Alta Devices
- Type: Private
- Industry: Solar Energy, photovoltaics
- Founded: 2007
- Defunct: 2019
- Headquarters: Sunnyvale, California
- Key people: Jian Ding, Senior Vice President of Hanergy Thin Film and CEO of Alta Devices; Founders: Eli Yablonovitch, Harry Atwater
- Products: Photovoltaic system, Solar Panels
- Number of employees: 250
- Website: altadevices.com (archived Oct. 8, 2019)

= Alta Devices =

Solar energy company

Alta Devices was a US-based specialty gallium arsenide (GaAs) PV manufacturer, which claimed to have achieved a solar cell conversion efficiency record of 29.1%, as certified by Germany's Fraunhofer ISE CalLab.

It was purchased by the Chinese company Hanergy in 2013 and was shut down without notice in 2019.

== History ==
Alta Devices was founded in 2007 by Eli Yablonovitch and Harry Atwater and manufactured solar photovoltaic applications for mobile devices that enable the conversion of light into electricity. The firm was acquired by Hanergy Group, a privately held Chinese multinational renewable energy company, in 2013.

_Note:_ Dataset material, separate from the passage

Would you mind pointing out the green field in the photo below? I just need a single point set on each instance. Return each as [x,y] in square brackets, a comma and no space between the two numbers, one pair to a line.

The firm's technology was significant for unmanned aerial vehicles (UAVs), solar cars, and other electric vehicles.' NASA has been testing its solar technology for the International Space Station. The firm had been working with Audi on 'solar roofs' for their automobiles.

The firm broke efficiency records for single-junction solar cells and solar modules. In 2016, Alta Devices broke the world record conversion efficiency for dual-junction solar cell using InGaP/GaAs tandem structure. The world record was certified by National Renewable Energy Laboratory. This is the second time Alta Devices broke world record efficiency. The first time was 30.8% in 2013.

In 2019, the company ceased operations.

==Awards==
- 2018 - Finalist in the 2019 Prism Awards for Photonics Innovation, determined by SPIE and Photonics Media.